Aug 19 2020, 2:26 pm

After a successful first event, Black Foodie has announced a second picnic day to promote afro-caribbean dishes. And, it’s taking place this weekend.

The second Black Foodie Picnic Day (BFPD) will be held this Saturday, August 22 and has been endorsed by Toronto Mayor John Tory, several Black chefs, food bloggers, and business owners.

After the first BFPD reached tens of thousands of food enthusiasts, the second instalment is set to feature an Instagram Live cooking demo of a summer recipe by Chef Kelis Rogers and Black Foodie Founder Eden Hagos.
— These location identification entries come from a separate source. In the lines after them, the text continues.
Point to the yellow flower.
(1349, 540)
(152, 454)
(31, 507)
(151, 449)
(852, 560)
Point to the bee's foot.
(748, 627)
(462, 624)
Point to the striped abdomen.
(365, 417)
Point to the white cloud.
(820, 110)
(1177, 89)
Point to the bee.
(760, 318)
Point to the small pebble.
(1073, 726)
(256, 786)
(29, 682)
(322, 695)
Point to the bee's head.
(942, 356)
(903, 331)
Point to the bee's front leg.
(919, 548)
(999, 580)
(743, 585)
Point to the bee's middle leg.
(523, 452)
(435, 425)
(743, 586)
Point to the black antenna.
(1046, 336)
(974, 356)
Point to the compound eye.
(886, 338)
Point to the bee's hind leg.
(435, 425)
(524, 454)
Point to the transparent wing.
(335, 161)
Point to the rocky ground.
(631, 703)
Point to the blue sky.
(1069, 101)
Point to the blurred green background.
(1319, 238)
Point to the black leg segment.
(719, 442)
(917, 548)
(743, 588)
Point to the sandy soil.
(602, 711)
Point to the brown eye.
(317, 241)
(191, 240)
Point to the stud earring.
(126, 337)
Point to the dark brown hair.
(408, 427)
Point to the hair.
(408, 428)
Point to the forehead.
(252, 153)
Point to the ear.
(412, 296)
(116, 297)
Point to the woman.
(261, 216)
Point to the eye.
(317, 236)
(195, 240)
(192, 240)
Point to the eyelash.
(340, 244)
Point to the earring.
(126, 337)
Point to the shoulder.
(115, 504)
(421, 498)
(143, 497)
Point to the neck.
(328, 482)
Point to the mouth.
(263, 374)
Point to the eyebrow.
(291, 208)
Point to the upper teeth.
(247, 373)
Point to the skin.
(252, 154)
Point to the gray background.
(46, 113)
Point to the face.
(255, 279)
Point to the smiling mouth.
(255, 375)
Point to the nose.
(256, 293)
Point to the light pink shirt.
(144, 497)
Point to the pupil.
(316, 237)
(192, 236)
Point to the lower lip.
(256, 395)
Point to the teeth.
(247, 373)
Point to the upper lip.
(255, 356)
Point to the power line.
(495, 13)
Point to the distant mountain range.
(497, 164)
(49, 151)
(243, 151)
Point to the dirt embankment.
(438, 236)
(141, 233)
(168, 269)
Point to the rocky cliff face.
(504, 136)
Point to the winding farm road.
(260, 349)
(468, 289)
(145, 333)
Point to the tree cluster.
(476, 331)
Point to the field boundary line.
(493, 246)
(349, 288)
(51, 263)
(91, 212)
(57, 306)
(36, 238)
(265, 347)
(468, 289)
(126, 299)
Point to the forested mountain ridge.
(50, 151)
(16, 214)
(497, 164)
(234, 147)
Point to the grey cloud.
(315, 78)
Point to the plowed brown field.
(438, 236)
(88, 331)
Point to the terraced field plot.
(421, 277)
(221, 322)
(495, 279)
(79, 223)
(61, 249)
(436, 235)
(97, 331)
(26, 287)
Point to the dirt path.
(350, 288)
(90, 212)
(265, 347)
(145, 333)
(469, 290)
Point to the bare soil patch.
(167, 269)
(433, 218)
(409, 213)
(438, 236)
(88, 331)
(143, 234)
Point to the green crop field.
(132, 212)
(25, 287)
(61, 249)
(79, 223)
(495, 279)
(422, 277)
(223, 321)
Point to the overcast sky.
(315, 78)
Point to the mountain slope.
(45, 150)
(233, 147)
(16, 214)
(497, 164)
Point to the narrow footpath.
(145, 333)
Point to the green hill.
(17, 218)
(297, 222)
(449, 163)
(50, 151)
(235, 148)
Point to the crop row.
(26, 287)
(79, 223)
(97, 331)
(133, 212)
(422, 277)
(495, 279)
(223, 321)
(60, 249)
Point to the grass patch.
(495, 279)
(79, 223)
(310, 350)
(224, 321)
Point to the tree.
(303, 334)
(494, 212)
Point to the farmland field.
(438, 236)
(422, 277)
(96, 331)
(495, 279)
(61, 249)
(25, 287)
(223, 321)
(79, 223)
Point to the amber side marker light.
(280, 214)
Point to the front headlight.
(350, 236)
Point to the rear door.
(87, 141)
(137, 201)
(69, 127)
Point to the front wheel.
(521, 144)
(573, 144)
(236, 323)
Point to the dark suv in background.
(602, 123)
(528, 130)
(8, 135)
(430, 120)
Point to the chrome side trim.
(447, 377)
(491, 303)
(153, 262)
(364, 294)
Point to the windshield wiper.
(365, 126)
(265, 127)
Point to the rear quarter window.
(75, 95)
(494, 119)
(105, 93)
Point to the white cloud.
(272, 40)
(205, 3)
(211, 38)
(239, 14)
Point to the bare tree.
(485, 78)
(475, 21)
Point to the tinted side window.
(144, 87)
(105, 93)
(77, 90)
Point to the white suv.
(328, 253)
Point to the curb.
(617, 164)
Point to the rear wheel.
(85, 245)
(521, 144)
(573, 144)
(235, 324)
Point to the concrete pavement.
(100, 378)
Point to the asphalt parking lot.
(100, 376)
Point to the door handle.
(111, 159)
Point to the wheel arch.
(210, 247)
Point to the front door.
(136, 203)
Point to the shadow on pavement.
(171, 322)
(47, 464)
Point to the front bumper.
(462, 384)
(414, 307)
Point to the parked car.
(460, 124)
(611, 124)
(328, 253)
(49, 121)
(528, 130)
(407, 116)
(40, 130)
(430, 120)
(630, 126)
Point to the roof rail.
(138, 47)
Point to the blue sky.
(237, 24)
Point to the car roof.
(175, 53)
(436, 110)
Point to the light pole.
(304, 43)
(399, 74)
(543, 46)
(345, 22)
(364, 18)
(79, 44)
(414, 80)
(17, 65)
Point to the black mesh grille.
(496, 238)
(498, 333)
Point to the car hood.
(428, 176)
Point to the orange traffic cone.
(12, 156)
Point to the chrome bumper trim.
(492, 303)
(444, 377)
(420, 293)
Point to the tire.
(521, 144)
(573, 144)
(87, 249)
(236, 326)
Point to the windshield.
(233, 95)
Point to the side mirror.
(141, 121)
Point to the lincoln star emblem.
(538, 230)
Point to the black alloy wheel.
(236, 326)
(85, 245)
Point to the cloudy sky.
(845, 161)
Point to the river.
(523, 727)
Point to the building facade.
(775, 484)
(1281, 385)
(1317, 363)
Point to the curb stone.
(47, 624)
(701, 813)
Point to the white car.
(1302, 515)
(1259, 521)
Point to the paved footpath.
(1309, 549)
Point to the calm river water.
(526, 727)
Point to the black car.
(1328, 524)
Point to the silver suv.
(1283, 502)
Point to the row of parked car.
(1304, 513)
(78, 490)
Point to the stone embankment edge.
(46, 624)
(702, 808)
The recipe will include a few goodies from Hagos’ upcoming Gold Mine Box from her food brand Bounty & Full.

The Live will take place before the BFPD on Wednesday at 4 pm.

The worldwide campaign encourages Black foodies to enjoy their favourite African, Caribbean and Southern dishes in the great outdoors, while also showcasing several recipes and suitable picnic meals from local Black businesses.

“Most importantly, it provides a much-needed positive, community-based activity in a time where COVID-19 is limiting the ways for us to enjoy the summer and the current political climate weighing heavily on Black people,” Black Foodie said in a news release.

“The series will push the food industry to rethink what it means to have a picnic.”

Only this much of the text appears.